The fact that they are meeting in Rome this year has to do both with the Synod’s practice as an international body and the current reality in Ukraine.
“The bishops have been seeking to go to different places,” Fr. Morozowich said. “They’ve met before in Rome; they’ve met in Washington, DC; they’ve met even in Brazil. Part of the expression of the Ukrainian Catholic Church is to see itself as a Church that’s taking care of its people in the world no matter where they may have gone.”
Due to emigration over the years, the Church has become established throughout Europe, North and South America, and Oceania. Fr. Morozowich said that because Ukrainian bishops want to “understand more clearly the situation of the churches in these areas,” they sometimes hold their synodal gatherings outside the “canonical territory” of Ukraine.
Disruptions began in 2020, however, when the Synod had to meet online, due to the restrictions of the COVID-19 pandemic. And last year, because of the Russian invasion of Ukraine, the Synod met just over the border, in Poland.

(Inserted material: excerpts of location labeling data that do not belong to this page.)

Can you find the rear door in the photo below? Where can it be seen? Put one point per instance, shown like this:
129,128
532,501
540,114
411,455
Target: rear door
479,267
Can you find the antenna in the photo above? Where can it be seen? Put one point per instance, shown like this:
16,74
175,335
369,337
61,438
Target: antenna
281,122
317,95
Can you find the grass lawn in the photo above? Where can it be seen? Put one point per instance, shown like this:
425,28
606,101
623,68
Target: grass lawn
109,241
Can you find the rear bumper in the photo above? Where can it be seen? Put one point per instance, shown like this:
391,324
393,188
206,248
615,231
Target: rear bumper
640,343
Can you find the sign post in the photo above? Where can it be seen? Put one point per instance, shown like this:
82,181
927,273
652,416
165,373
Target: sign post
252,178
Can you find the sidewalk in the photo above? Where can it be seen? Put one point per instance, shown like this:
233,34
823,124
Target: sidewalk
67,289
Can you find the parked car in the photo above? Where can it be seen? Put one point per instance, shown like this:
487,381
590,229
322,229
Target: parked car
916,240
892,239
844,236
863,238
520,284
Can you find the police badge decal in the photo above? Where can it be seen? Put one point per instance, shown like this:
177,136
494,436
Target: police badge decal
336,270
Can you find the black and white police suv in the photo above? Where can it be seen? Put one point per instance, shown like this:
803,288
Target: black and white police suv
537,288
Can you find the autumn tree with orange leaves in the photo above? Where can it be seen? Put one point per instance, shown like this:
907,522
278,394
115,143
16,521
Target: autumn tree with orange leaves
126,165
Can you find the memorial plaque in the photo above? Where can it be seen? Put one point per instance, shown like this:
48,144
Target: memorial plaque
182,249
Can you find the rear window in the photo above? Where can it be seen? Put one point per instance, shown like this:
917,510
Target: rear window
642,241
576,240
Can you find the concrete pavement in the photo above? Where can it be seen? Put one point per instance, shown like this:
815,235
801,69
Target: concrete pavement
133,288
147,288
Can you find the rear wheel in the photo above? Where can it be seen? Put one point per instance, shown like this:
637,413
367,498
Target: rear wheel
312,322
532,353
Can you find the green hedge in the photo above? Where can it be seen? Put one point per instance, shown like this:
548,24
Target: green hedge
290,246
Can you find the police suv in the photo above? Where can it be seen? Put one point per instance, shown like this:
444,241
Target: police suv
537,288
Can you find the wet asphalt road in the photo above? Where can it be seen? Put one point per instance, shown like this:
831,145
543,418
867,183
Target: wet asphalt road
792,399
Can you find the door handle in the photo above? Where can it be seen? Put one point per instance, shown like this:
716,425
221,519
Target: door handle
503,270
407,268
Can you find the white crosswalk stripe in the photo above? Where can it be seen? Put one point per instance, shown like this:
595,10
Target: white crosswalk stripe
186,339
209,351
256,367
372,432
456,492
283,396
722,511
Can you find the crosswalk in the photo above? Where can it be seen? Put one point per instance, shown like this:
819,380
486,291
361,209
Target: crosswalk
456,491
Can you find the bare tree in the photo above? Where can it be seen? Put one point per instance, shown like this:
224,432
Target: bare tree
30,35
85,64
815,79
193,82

And, of course, the war is much on the minds of His Beatitude Sviatoslav and all the bishops of the Ukrainian Church.
“This is an opportunity for the bishops to express to the pope their concern and the need certainly for his unfailing support,” Fr. Morozowich said. “His words sometimes have been difficult for people in Ukraine to understand where he’s coming from.”
Francis’ remarks in late August, in which he seemed to be speaking positively about Russian imperialism, “have blown up all over Ukraine,” Fr. Morozowich said. “It’s hard for people who are being bombed routinely” to hear.
The Synod of Bishops plans to discuss that issue with Pope Francis. In a statement August 29 asking the faithful for prayers for the Synod of Bishops meeting, His Beatitude Sviatoslav commented, “For some reason, it turned out during the war that the Pope does not understand Ukraine, and Ukraine does not understand the Pope. We can say the same thing about Russia. The Pope does not understand Russia, neither its history nor its current crimes. And we are the ones who have to be the voice of truth for the Ukrainian people, even before the Holy Father in Rome. And the truth is that many people, even religious leaders, sometimes feel more comfortable in Russian propaganda’s sugar-coated lies than facing the cruel but Ukrainian truth.”
It is the task of the Synod of Bishops, he added, “not only to fight for our freedom on the battlefield against the Russian aggressor but also to defend the truth on the information front.”
His Beatitude Sviatoslav also will be participating in the October assembly of the Synod on Synodality. While he will come to it with a very different idea of what synodality means, the Ukrainian Catholic Church, as well as other Eastern Churches, are not unfamiliar with the kind of broad consultation process the Latin Church has recently been undertaking.
“There is a process that the Ukrainian Catholic Church has called a ‘sobor,’ which is this gathering of different lay people of different professions, different priests, and in different places to talk about issues facing the Church and to look at these bigger issues,” said Fr. Morozowich. “So I think certainly as we strive together as a community of believers that the experience of the Eastern Churches and specifically the Eastern Catholic Churches can help to see both the strengths and the weaknesses, because these are all in a sense human endeavors.”
Said Fr. Morozowich, “One of things that Francis has been very clear about is that he wants the Church to be seen as a field hospital, as a place where people can come and feel the mercy of God and be healed, and I believe part of this synodal process is to allow those words to come forward so the pastors can hear more clearly the concerns of the faithful and can respond and find new ways of being alive, new ways of allowing this field hospital to function.”